Carlos Aguilera, a cinnamon processing company in Ecuador, supplied the spice added to WanaBana and other bags of applesauce shipped to the United States, according to the Ecuadorian regulatory agency ARCSA. The cinnamon, which was shipped to another supplier, Negasmart, was found to be contaminated with high levels of lead and chromium, an FDA analysis showed. Carlos Aguilera is not operating at this time, ARCSA said.
The raw cinnamon sticks used in the products were originally imported from Sri Lanka. The bars were tested and found to be free of lead contamination, ARCSA told the FDA. The Ecuadorian agency’s investigation continues.
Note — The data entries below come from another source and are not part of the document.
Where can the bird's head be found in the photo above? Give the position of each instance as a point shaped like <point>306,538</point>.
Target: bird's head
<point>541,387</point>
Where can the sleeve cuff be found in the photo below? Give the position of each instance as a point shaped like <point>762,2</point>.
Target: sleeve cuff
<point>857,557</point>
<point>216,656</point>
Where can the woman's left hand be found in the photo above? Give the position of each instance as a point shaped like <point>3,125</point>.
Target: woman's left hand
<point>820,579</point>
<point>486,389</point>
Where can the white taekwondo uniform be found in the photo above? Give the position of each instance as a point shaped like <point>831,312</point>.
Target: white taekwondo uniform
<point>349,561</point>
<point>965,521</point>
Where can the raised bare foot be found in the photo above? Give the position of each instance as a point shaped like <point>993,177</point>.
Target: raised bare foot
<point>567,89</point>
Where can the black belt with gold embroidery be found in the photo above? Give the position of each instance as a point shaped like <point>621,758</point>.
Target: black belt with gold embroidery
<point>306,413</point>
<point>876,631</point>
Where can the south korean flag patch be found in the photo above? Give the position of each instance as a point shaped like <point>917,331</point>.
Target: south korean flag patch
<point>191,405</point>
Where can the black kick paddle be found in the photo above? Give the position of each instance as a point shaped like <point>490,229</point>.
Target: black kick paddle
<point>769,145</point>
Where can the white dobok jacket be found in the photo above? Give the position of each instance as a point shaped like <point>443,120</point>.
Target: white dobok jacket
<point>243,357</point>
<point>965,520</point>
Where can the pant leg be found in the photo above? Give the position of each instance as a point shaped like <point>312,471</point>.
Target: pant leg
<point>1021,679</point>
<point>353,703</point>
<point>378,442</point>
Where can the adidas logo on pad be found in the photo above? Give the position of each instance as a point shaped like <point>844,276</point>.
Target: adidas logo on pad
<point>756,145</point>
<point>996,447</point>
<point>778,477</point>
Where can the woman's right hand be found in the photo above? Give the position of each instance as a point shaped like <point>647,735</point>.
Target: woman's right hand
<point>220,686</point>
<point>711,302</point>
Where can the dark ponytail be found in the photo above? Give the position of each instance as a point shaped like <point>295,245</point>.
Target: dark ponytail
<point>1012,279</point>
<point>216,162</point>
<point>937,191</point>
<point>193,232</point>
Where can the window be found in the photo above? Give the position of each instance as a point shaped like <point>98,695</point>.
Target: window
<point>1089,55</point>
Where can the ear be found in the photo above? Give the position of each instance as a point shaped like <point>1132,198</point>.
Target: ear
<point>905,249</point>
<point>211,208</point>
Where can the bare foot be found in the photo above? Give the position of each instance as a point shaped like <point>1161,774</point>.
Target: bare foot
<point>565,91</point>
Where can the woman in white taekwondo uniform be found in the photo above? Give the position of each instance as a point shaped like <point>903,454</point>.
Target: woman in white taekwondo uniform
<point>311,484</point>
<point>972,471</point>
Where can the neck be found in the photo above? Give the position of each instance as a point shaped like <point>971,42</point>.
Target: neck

The FDA has limited authority over foreign ingredient suppliers that do not ship products directly to the U.S. Because the finished bags, but not the cinnamon itself, were shipped to the U.S., the agency cannot take direct measures against Negasmart or Carlos Aguilera, officials said.
The U.S. Centers for Disease Control and Prevention has received reports of 413 suspected, probable or confirmed cases of lead poisoning, primarily in young children, in 43 states.